Noting that Gartner pegged privileged access as the top project for organizations in 2018, Joseph Carson, chief security scientist at Thycotic, said, “organizations continue to fail at the most important aspect on restricting privileged access which is proactively discovering privileged accounts in the environment.”
It appears, he said, “that Telsa has failed to do that most important step in least privilege: discovering and detecting unapproved privileged access.” Telsa likely has learned a major lesson from the incident, though Carson said he hoped the sabotage “is not related to the recent accidents with their vehicles which I am sure the regulators will be looking into if they are related.”
Centrify's Smith favors a zero trust model, which “assumes that the bad actors are already on the inside, so no one is to be trusted, even if they've proven to be trustworthy in the past,” he said. “By staying vigilant and requiring employees to verify who they are, validate their device, and then limiting their access and privilege, organizations can reduce exposure from internal and external security threats.”

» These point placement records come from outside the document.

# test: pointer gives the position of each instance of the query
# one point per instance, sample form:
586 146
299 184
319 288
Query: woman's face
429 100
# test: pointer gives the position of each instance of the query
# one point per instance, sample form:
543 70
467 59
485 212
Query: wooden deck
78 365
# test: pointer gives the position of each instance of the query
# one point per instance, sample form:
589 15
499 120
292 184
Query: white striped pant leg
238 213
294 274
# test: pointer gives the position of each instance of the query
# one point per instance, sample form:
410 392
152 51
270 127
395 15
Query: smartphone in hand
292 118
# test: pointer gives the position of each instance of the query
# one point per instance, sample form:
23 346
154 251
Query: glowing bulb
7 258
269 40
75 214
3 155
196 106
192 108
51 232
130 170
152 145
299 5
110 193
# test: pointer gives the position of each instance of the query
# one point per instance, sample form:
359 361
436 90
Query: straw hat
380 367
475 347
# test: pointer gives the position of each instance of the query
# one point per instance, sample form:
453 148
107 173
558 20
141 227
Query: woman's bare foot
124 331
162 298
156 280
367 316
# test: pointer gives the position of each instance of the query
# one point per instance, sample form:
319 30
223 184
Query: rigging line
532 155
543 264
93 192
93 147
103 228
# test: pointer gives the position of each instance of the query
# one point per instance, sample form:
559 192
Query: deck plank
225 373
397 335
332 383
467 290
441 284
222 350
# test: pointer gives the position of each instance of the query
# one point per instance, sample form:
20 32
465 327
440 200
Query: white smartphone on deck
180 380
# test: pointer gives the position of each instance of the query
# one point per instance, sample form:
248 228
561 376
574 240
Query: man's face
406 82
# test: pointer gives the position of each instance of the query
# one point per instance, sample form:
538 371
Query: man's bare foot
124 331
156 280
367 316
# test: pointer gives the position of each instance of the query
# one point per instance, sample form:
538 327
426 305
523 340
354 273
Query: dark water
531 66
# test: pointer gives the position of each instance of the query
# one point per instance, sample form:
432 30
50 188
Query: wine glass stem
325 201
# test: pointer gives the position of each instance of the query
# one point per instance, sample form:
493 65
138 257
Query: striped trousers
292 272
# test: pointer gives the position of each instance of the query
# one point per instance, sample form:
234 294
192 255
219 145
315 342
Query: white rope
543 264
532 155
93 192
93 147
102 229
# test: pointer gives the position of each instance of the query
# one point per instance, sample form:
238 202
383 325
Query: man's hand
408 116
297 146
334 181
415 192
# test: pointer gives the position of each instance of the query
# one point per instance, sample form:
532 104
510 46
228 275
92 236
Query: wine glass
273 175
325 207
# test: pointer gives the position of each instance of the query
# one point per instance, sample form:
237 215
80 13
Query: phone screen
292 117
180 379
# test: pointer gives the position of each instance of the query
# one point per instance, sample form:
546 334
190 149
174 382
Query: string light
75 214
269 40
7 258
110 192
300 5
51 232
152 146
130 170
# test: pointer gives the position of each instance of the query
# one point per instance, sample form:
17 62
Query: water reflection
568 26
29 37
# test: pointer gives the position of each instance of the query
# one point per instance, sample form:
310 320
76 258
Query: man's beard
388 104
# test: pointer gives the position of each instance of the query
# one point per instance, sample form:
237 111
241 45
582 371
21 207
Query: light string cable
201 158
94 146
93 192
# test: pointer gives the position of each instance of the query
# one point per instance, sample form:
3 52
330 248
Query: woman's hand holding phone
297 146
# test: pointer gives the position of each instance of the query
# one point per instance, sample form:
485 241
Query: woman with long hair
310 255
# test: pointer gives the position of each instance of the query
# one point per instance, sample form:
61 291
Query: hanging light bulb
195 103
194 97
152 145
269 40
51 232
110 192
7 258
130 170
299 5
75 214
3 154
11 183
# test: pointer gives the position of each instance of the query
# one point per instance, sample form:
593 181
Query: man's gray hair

The Tesla employee “was able to make 'direct code changes to the Tesla Manufacturing Operating System under false usernames, potentially damaging several aspects of the business operations simply by having too much access and privilege,” Smith said, something that a zero trust approach wouldn't have allowed. “Tesla employees would have been verified through multiple factors of authentication, granted only the minimal amount of access necessary to do their job, and their access and activity would have been captured and reviewed. That's the essence of Zero Trust Security.”
To protect against exfiltration of highly sensitive data, Roddy said, “Data Loss Prevention on endpoints and primary network services is not enough. Organizations need to analyze all ports and protocols to prevent any blind spots.”
Putting a greater emphasis on analyzing behavior can help organizations thwart insider threats, but that “challenge is compounded by the dynamics of our IT environments where everyday users change behaviors for innocuous reasons,” said Seth Goldhammer, senior director of product marketing at LogRhythm.
While tracking each network or user behavior anomaly is both impractical and costly, it can and mask those anomalies that bear scrutiny. “To remain efficient, organizations are challenged to discover anomalies that also include security relevancy,” said Goldhammer. “Once a relevant security anomaly is discovered, organizations need to follow procedural steps to vet, qualify, and eventually mitigate the discovered threat.”
Deception technology also will notify security pros “if an internal user is moving around the network and trespassing into areas that they really shouldn't know about,” said Roddy. “This is a great indicator for spotting disgruntled employees going about any unnecessary reconnaissance.”